C'était avant les affrontements dévastateurs de 2015-2016 entre l'armée et les combattants kurdes et la reconstruction hâtive du centre-ville qui a de nouveau modifié son allure.

- Pâtes de piment -

Süleyman Onur, 57 ans aujourd'hui, ne se souvient pas des propriétaires originels.

Quand il l'a reprise avec son frère Seyyaf, après la mort de leur père, la boutique était déjà là, réinstallée dans cette ruelle, bien trop exigüe pour ses trésors qui débordent à l'extérieur, au pied de sa toute petite devanture.

Une fenêtre-guichet lui permet de servir les clients de la rue, afin d'éviter d'envahir davantage l'espace saturé dans lequel on se meut entre bouquets de thym et jarres de pâtes de piment rouge en rentrant le ventre et les épaules.

Il est en revanche intarissable sur les vertus de ses préparations à base de plantes collectées autour de Diyarbakir.

La région, encadrée de montagnes et baignée par les deux fleuves qui définissent la Mésopotamie, le Tigre et l'Euphrate, fut rattachée à l'empire ottoman dès le 16e siècle et en était l'un des greniers - avec l'Egypte - pour nourrir ses armées face aux Perses et aux Russes.

"La situation géographique de Diyarbakir, la géomorphologie et l'influence des différents climats lui confèrent la richesse de sa flore", indique Alevcan Kaplan, pharmacologue-botaniste de l'université de Batman (sud-est).

Dans une étude consacrée à l'usage des plantes médicinales de la région, elle a dénombré 406 espèces de 229 genres différents, dont 56 endémiques, parmi lesquelles tilleul, caroube, sauge, prêle, feuille de coing, ortie, alchémille, fenouil, réglisse et hibiscus sont les plus usitées contre les infections respiratoires, dentaires, urinaires, la tension artérielle et les désordres intestinaux.

"Il y a 130 ans, il n'y avait pas de pharmacies ni de médecins. Les gens venaient ici pour se faire soigner", reprend M. Onur. "Joseph l'Aveugle aidait les gens, c'est pour ça que son nom a traversé les siècles."

- "Testé et éprouvé" -

"Nous avons nos propres cueilleurs: on leur donne les indications et les consignes de séchage pour nos préparations", explique le patron, qui assure "ne rien vendre qui n'ait été testé et éprouvé".

Du matin, rideau à peine levé, jusqu'au soir, le défilé est continu.

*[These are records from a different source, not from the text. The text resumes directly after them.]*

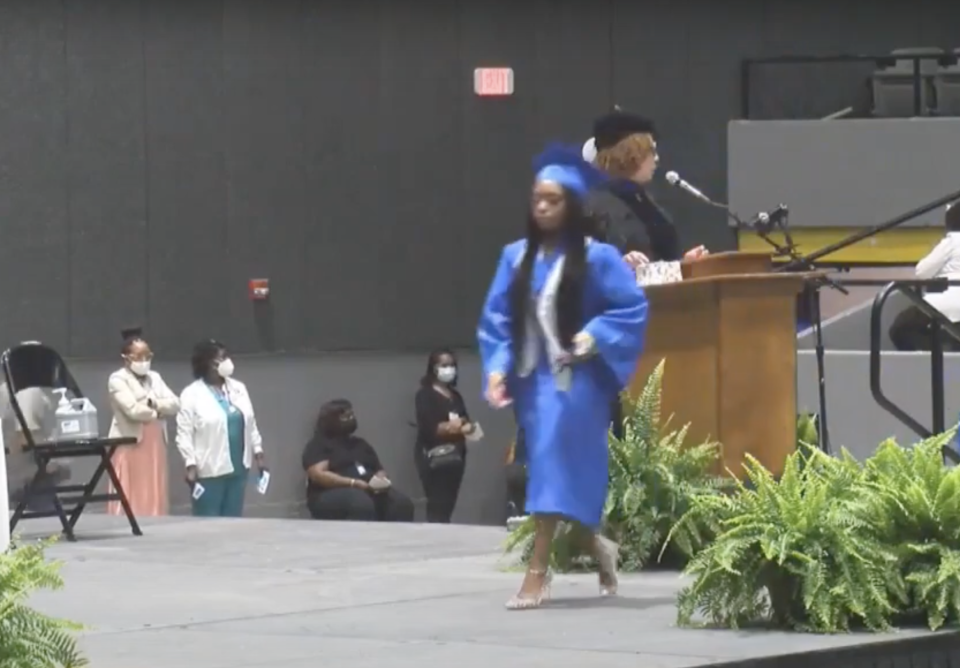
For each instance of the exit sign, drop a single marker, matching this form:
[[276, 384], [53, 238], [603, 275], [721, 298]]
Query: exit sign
[[493, 81]]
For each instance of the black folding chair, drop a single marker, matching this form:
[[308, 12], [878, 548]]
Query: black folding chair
[[34, 365]]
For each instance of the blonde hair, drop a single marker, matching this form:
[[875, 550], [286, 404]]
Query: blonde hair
[[623, 159]]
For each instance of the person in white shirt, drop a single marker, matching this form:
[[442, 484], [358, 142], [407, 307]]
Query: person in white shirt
[[37, 404], [910, 330], [141, 402], [217, 434]]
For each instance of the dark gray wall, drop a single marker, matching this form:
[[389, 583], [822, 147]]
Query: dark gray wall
[[840, 172], [156, 154]]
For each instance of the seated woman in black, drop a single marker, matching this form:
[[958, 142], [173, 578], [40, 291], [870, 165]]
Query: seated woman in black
[[442, 423], [346, 480]]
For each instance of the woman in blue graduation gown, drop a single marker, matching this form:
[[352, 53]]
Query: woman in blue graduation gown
[[560, 335]]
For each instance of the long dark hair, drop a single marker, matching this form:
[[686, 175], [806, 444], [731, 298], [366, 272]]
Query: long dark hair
[[577, 226]]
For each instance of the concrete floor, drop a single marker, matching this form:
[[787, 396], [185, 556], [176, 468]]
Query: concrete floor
[[299, 594]]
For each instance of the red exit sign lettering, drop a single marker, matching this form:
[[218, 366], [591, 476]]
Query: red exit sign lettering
[[493, 81]]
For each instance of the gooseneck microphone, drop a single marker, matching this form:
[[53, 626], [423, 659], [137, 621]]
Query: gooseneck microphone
[[674, 179]]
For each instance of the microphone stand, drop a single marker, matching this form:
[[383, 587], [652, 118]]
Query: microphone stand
[[812, 297]]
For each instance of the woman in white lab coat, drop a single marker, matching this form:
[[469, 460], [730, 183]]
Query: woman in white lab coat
[[217, 434], [911, 328]]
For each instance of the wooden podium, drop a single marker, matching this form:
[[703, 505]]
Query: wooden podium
[[728, 335]]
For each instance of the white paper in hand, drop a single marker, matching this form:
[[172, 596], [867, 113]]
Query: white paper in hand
[[659, 273], [475, 435], [263, 482], [379, 483]]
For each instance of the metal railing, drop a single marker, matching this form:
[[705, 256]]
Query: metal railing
[[747, 65], [940, 326]]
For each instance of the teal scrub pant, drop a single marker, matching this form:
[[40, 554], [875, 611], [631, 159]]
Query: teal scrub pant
[[222, 496]]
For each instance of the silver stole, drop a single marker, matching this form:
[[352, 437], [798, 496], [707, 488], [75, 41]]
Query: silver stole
[[542, 322]]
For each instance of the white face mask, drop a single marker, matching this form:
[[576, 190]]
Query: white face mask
[[140, 367], [446, 374]]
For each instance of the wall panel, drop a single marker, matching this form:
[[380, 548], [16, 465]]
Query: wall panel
[[263, 133], [186, 176], [106, 162], [181, 148], [344, 168], [34, 246]]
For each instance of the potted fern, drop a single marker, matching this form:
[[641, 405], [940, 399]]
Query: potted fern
[[807, 551], [920, 510], [28, 638], [654, 476]]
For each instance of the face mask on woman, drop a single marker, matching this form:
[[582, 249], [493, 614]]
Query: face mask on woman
[[140, 367], [446, 374]]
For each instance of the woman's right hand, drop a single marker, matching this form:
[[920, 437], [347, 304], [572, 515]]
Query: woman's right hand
[[635, 259], [497, 391]]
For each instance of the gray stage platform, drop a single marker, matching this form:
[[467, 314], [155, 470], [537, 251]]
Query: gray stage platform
[[300, 594]]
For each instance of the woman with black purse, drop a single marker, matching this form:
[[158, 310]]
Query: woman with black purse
[[442, 427]]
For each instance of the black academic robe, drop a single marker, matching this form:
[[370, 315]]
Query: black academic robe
[[628, 218]]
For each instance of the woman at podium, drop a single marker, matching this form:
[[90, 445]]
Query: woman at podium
[[625, 148], [560, 334]]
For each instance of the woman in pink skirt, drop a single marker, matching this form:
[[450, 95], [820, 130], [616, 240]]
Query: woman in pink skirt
[[141, 401]]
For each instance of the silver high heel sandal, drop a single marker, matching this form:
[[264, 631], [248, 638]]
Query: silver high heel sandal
[[528, 602], [608, 553]]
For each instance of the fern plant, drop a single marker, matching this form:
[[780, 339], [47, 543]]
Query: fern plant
[[807, 430], [920, 510], [653, 477], [28, 638], [807, 551]]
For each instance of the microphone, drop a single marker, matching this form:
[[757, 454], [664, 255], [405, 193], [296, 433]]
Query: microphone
[[765, 222], [674, 179]]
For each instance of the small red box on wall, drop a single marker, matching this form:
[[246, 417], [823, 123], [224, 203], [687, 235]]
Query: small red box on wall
[[259, 289]]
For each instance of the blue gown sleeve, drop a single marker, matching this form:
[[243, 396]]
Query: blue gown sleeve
[[619, 332], [493, 332]]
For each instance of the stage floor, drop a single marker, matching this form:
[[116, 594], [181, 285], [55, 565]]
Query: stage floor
[[299, 594]]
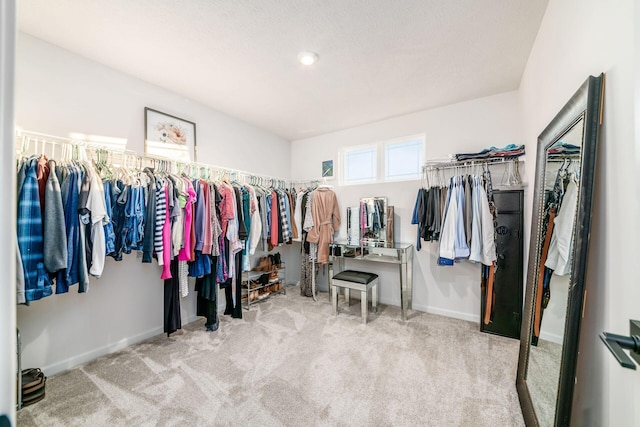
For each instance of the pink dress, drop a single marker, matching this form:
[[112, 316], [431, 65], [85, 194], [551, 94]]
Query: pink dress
[[185, 251], [166, 241]]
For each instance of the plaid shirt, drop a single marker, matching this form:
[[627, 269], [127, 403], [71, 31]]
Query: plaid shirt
[[284, 217], [30, 238]]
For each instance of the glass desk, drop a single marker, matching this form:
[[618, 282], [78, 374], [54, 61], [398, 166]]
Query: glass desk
[[400, 253]]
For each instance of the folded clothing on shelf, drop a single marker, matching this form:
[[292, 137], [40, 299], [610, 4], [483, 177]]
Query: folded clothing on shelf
[[511, 150]]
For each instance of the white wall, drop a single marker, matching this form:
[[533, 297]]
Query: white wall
[[578, 38], [58, 92], [463, 127], [7, 216]]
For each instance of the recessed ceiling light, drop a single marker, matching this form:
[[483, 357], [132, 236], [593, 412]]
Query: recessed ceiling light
[[307, 58]]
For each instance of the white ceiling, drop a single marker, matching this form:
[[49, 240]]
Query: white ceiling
[[378, 58]]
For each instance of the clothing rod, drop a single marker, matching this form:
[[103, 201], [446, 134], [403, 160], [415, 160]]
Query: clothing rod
[[58, 140], [469, 163]]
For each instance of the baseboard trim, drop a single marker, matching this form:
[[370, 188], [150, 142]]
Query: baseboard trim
[[448, 313], [439, 311], [83, 358]]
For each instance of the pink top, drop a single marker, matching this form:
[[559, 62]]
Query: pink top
[[226, 206], [185, 251], [208, 232], [166, 241]]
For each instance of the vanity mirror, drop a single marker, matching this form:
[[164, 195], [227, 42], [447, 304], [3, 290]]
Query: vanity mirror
[[561, 220], [370, 223]]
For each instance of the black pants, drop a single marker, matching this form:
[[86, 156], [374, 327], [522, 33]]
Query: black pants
[[207, 304], [172, 320], [234, 310]]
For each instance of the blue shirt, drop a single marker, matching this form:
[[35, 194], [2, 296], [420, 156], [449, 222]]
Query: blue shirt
[[30, 238]]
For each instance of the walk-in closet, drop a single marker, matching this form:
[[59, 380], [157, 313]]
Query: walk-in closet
[[285, 213]]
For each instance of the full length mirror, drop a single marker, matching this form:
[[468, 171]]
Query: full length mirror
[[557, 258], [372, 221]]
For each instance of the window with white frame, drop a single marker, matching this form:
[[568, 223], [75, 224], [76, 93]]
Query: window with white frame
[[392, 160]]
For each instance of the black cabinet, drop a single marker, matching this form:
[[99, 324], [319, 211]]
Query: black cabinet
[[506, 309]]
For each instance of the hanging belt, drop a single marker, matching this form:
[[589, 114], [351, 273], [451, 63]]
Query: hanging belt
[[543, 258], [488, 307]]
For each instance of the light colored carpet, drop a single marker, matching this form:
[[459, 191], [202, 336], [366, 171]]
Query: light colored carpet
[[291, 362], [542, 379]]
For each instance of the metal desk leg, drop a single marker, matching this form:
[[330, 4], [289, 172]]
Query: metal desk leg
[[405, 294]]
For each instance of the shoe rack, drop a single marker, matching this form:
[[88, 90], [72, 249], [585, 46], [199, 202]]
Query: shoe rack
[[265, 279]]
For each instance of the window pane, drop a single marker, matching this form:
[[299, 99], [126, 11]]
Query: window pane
[[403, 159], [360, 165]]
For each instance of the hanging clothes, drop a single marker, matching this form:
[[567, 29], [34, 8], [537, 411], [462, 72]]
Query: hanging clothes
[[326, 220], [30, 240], [561, 248], [172, 317]]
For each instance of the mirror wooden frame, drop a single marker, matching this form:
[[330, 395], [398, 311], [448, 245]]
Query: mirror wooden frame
[[586, 101]]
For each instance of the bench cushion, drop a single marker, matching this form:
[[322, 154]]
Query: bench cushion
[[356, 276]]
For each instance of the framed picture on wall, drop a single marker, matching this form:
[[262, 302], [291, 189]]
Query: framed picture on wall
[[169, 136], [327, 169]]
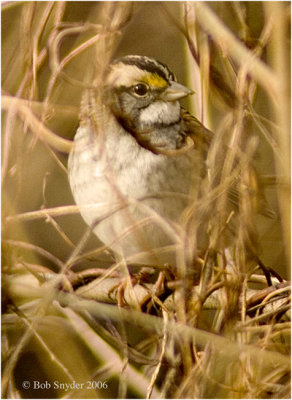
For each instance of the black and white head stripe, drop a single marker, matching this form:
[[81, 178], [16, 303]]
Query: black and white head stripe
[[124, 71]]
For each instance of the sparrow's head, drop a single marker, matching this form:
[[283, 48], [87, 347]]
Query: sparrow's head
[[143, 95]]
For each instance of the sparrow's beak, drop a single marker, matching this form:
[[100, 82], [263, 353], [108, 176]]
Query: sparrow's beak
[[175, 92]]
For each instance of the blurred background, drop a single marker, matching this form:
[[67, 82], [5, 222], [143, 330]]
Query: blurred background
[[40, 37]]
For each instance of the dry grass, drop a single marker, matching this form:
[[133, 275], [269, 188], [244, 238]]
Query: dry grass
[[225, 334]]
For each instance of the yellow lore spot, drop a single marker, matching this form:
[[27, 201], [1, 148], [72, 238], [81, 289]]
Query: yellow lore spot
[[154, 80]]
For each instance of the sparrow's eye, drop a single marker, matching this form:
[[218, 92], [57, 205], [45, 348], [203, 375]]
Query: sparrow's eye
[[141, 89]]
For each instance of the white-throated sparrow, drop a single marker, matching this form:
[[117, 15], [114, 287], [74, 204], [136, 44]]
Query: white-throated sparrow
[[131, 163]]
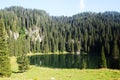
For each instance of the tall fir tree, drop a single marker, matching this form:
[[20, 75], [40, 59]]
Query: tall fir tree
[[5, 68], [103, 59]]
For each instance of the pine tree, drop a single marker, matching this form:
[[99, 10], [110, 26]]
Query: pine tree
[[5, 69], [103, 59], [22, 60]]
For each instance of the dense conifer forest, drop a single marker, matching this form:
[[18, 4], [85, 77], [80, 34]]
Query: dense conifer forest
[[95, 36]]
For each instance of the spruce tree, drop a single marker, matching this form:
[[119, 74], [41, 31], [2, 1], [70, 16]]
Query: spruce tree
[[5, 69], [103, 59], [22, 60]]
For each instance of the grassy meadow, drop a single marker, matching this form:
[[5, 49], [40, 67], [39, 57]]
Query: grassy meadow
[[43, 73]]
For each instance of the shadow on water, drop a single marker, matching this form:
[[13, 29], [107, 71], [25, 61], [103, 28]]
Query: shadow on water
[[65, 61]]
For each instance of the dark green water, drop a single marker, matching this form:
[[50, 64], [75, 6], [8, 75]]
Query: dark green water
[[65, 60]]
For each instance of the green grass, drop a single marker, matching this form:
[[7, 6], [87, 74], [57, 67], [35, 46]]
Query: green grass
[[42, 73]]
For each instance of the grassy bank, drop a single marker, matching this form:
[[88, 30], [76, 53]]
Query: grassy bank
[[42, 73]]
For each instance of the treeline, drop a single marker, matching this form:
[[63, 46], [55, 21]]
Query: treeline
[[92, 33]]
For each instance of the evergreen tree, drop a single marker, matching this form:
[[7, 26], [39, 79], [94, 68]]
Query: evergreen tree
[[5, 69], [22, 60], [103, 59]]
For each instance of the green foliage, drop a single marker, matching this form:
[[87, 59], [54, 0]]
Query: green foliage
[[23, 63], [103, 59], [5, 69], [86, 32]]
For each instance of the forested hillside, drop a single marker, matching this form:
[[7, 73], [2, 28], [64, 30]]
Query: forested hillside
[[32, 30]]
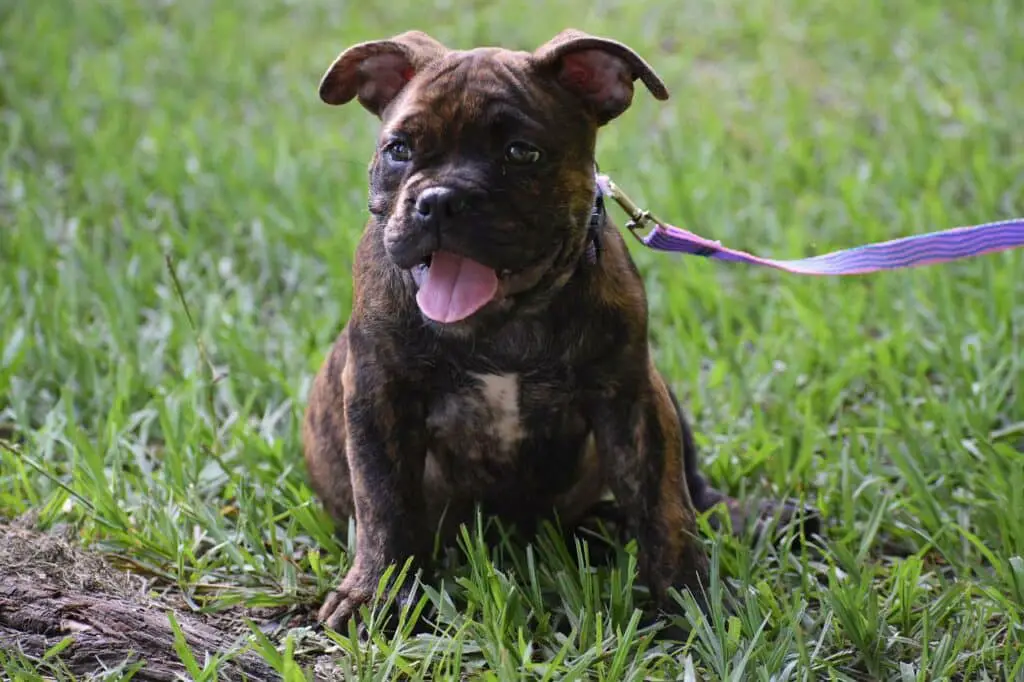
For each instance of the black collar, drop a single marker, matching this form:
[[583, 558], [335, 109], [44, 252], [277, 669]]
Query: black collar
[[594, 227]]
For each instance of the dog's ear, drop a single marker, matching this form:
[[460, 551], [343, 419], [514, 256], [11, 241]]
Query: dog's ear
[[376, 71], [598, 70]]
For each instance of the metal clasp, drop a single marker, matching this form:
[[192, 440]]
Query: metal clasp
[[639, 218]]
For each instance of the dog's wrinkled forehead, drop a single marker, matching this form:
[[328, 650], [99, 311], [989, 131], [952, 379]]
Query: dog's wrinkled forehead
[[598, 74], [484, 85]]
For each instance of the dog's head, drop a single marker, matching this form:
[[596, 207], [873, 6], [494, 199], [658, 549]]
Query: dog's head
[[482, 179]]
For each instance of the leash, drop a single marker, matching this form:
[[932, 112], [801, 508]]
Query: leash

Parmi les premiers clients, un sexagénaire élégant dépêché par son épouse, qui déplie sa liste de courses.

Un jeune homme entre, s'enquiert du prix du safran (1.250 euros le kilo) et repart, effrayé. Puis une vieille femme vient demander conseil pour un problème rénal.

La jeune bouchère du quartier, Hürrem Yalçin, tirée à quatre épingles, vient chercher un mélange d'épices gardé secret pour la confection de ses sucuks - la saucisse turque.

"On vient ici parce qu'on a confiance. Ils sont les seuls à connaître notre recette", rit-elle.

"On utilise les remarques et l'expérience de nos clients. Ca nous permet de nous améliorer", assure Süleyman Onur. Et de maintenir la réputation de Kör Yusuf depuis 130 ans.